Finding the solution of a problem has two facets: i) how is the initial data given (sorted, unsorted, multidimensional arrays, its size, rules of manipulation, etc.) and ii) what is the most efficient data structure to store and explore it (arrays, sets, hash maps, stacks, linked lists, dictionaries, trees, tries, heap, queues, graphs, etc.).
How do the different properties of the first facet affect the search? Which of the properties affect the most? And what gets majorly affected?
We start by answering the last question. The time and memory complexity of an algorithm are the two main features that can get affected by our choices. We will come back to this point later.
In general, the computer capacity is what first of all sets the limits of what one is able to do. By limits we should understand the size of the data which can be safely handled without getting into troubles. Imagine we had hardware capable of infinite calculations per seconds. We would not even notice the difference between an inefficient and efficient algorithm if their temporal difference was not meaningful.
As we do have finite computer capabilities, the field of data structures and efficient algorithms is relevant to our present needs. Even more if we are required to actually deal with big data sets.
One dimensional data
Let us consider the most simple scenario: a one dimensional array of elements. In general, the objective can be described by two actions: locating an element and doing an action with it (removing it, replacing it, inserting another element next to it, returning it, etc.).
This array of elements can have different characteristics:
- Data type (integer, float, strings, bits, ...).
- Sorted or unsorted (whenever this applies to the data type).
- With extra inputs that must be identified and eliminated before actually exploring the elements of interest.
- Elements with certain multiplicity (e.g. duplicated elements).
- Its size (from hundreds to billions or trillions of elements).
Locating an element
If the elements are unsorted. The worst case scenario would always require visiting all the array elements, O(N) where N is the length of the array.
On the other hand, for a sorted array, things are different. The slowest scenario is now given by the way we search. A linear search would still require visiting N elements.
def linear_search(target: int, nums: list()) -> bool:
for n in nums:
if n == target:
return True
return False
Other searches can reduce the amount of visited elements. One of such searches is Binary Search. It works by repeatedly dividing the search interval in half, and asking in which side could the target value be, until it is found or the search interval is empty. Binary search is a very efficient algorithm, with a time complexity of O(log2 N) where N is the size of the array. Let us compare it with a linear search. For a one billion (10**9) elements array, a binary search would only take around 27 steps!!! While a linear search would have taken 10**9!!! An extraordinary difference between the two.

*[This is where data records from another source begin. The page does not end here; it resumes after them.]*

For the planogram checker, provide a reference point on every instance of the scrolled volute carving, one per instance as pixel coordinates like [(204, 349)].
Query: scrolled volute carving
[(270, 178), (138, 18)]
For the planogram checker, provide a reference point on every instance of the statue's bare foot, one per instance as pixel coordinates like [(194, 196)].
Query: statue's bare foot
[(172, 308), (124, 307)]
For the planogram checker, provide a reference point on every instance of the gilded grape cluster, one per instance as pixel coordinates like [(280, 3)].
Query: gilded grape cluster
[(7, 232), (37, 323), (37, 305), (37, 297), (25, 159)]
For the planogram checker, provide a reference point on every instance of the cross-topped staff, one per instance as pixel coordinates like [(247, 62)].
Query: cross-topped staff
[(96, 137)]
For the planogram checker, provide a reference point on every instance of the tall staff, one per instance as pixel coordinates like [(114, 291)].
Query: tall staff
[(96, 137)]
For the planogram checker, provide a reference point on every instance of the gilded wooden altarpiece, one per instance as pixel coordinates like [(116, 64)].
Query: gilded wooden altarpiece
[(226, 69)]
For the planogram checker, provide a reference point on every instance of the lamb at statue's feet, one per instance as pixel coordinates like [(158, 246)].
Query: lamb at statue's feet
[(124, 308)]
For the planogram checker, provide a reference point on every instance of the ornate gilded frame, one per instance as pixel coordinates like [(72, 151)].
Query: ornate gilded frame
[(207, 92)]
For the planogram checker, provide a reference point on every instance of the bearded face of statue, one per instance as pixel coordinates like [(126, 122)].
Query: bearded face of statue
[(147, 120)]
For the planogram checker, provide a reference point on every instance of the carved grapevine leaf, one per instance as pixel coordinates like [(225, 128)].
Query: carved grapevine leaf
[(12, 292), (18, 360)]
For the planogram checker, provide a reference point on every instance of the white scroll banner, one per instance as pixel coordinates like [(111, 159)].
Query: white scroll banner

def binary_search(target: int, nums: list()) -> bool:
l,r = 0, len(nums)-1
while l <= r:
mid = (r+l)//2
if nums[mid] == target:
return True
elif nums[mid] < target:
l = mid + 1
else:
r = mid - 1
return False
The above code exemplifies a binary search. We would have to modify it for large arrays to a difference of the two pointers:
mid = (r-l)//2 + (r-l)%2
With an additional increase or decrease depending on which half one should move in. An easy way to understand why the time complexity is O(log2 N) is to realize it takes log2 N operations to bring N, by repeatedly dividing it by two, to an O(1) number.